Inconformado, nunca encontrou jeito de se deixar catalogar nas arrumações ideopolíticas, académicas, sociais, mundanas, do seu tempo. Mantém uma familiar afinidade com o louco de Nietzsche que andava à procura de Deus na ágora grega. Desconhece como superar o niilismo e encontrar um novo sentido para a sua existência após a “morte de Deus”, embora persista nessa metafísica e inglória azáfama.
Vive a vida a zurzir pelo facto de a igreja católica ter enfiado a vida de Lúcia na absurda rotina das orações de um convento, quando faria sentido que ela assumisse uma convincente pregação da sua fé, ao redor do laicizado mundo. Por certo que, enfiada na cela de um mosteiro, até o hábito mal enxergaria.
Nos seus tempos de estudante, era ousadamente feliz. De tão magro e leve que era, achava que podia desafiar as leis da gravidade. Conservava répteis em formol e aprendera com o seu avô a construir castelos no ar,
como espaços prodigiosos de fantásticos contos de fadas.
Hoje, com a esperança derretida ao sol, percebe que o tempo lhe acentua a decrepitude, sem autorização prévia, valendo dizer que ainda não descobriu bem o que fazer com ele.
Tem a trágica impressão de que os mais jovens olham para si como se fosse uma figura bizarra saída do Antigo Testamento, ou um quadro pintado com uma natureza morta, sem possível recuperação tecnológica da sua seiva pela vigorosa inteligência artificial.
Já não encontra mais amparo para a inquietação e para o desassossego que acompanham a sua tristeza. É como se tivesse sido abordado por um profundo ceticismo, criando ameias defensivas no castelo do corpo em ruínas que é o seu. A ideia de que seria sempre uma fortaleza inexpugnável tinha sido mais um mito ou uma estratégia de defesa psicológica do que uma inconfessada realidade.

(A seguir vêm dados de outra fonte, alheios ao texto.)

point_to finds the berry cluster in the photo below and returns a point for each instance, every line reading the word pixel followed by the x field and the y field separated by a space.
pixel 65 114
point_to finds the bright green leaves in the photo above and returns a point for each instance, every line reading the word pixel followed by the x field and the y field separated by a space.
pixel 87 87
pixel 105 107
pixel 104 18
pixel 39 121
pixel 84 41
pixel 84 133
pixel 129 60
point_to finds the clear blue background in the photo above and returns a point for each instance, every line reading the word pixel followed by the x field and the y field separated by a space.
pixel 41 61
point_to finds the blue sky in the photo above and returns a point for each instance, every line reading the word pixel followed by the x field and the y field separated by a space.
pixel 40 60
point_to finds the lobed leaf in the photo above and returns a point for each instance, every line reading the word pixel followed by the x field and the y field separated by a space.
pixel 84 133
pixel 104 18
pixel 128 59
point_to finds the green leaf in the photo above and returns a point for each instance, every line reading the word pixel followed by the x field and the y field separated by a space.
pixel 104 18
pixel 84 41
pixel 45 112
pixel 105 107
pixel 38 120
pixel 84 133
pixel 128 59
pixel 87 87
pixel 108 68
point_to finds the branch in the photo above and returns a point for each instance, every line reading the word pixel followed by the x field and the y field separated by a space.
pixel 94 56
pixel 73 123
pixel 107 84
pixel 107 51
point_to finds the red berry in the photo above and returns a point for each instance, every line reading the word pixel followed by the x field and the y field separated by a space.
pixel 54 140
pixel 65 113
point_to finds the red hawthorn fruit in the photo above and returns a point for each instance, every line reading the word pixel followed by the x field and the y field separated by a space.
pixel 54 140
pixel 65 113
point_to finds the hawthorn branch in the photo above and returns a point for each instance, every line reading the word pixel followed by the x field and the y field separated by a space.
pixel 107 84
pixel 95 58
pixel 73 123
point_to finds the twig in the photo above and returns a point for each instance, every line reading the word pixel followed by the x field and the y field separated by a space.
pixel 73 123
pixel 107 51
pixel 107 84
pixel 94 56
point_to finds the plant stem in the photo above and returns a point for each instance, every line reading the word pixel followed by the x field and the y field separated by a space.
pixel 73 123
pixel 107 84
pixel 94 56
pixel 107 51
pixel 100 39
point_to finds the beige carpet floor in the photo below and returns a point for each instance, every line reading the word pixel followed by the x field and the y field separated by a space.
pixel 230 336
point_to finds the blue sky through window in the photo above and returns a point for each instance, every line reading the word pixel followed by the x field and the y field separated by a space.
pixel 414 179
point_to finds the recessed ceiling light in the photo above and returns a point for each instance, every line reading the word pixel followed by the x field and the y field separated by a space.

Um mito precoce, que ditaria o seu desdém pela nova geração de portugueses que, a seu ver, já nem deveriam saber cobrir-se de excitações. Não fora assim e o país não estaria a passar por um assustador ritmo de diminuição de habitantes, que faria com que, a breve trecho, o território apenas fosse habitado por espíritos do passado, que já nem passado haveriam de ter para contar.
Ele sabe que é na leveza da intimidade que as amizades proliferam, mas, ainda assim se deixa atrair pelos espaços sociais onde os simulacros de amizades têm lugar numa absurda e confrangedora espetacularidade.
Conta, pelos dedos, os amigos junto de quem abre a profundidade do seu ser, para além das superficiais aparências do narcisismo reinante em que hoje tendemos a mostrar-nos.
Nem os políticos lhe parecem fugir à eleição da vaidade como um dos sete pecados capitais. Detesta ver a exibição de suas imagens grandiosas, idealizadas em placards, muitas vezes associadas a qualidades como inteligência, beleza e sucesso. Nasce-lhe pele de galinha com essa forma de propaganda que visa reforçar a figura do líder e sua conexão com o poder e a dificuldade de se reconhecer a si mesmo no outro.
Na arena política, o narcisismo pode-se manifestar através da construção de uma imagem idealizada do candidato, que pode ser utilizada para conquistar a admiração e o apoio dos eleitores, criando uma conexão emocional com o mesmo. No entanto, essa fervorosa estratégia pode gerar efeitos negativos, como o distanciamento entre o político e os eleitores que não se identificam com a imagem projetada, dificultando o diálogo e o debate construtivo.
Além disso, o narcisismo político pode contribuir para o acirramento de disputas ideológicas, como observado em algumas campanhas eleitorais, que mais se configuram como cenários de confrontação que de diálogo.
Doem-lhe as promessas vazias dos políticos, enfeitados de glamourosos encantadores de serpentes que, na pobreza do seu pensar, julgam que tudo o que all you need is food.
Anda enfadado, o meu amigo, por se achar num país que, de modo autista, persistirá em fazer jus à afirmação de Berman de que “tudo que é sólido se desmancha no ar”, no fogo, no lítio, ou morre na praia.
Exaspera-se o meu amigo por viver num país que continua de costas voltadas para o futuro, não podendo esperar outra coisa do seu futuro que não viver de ecos do passado.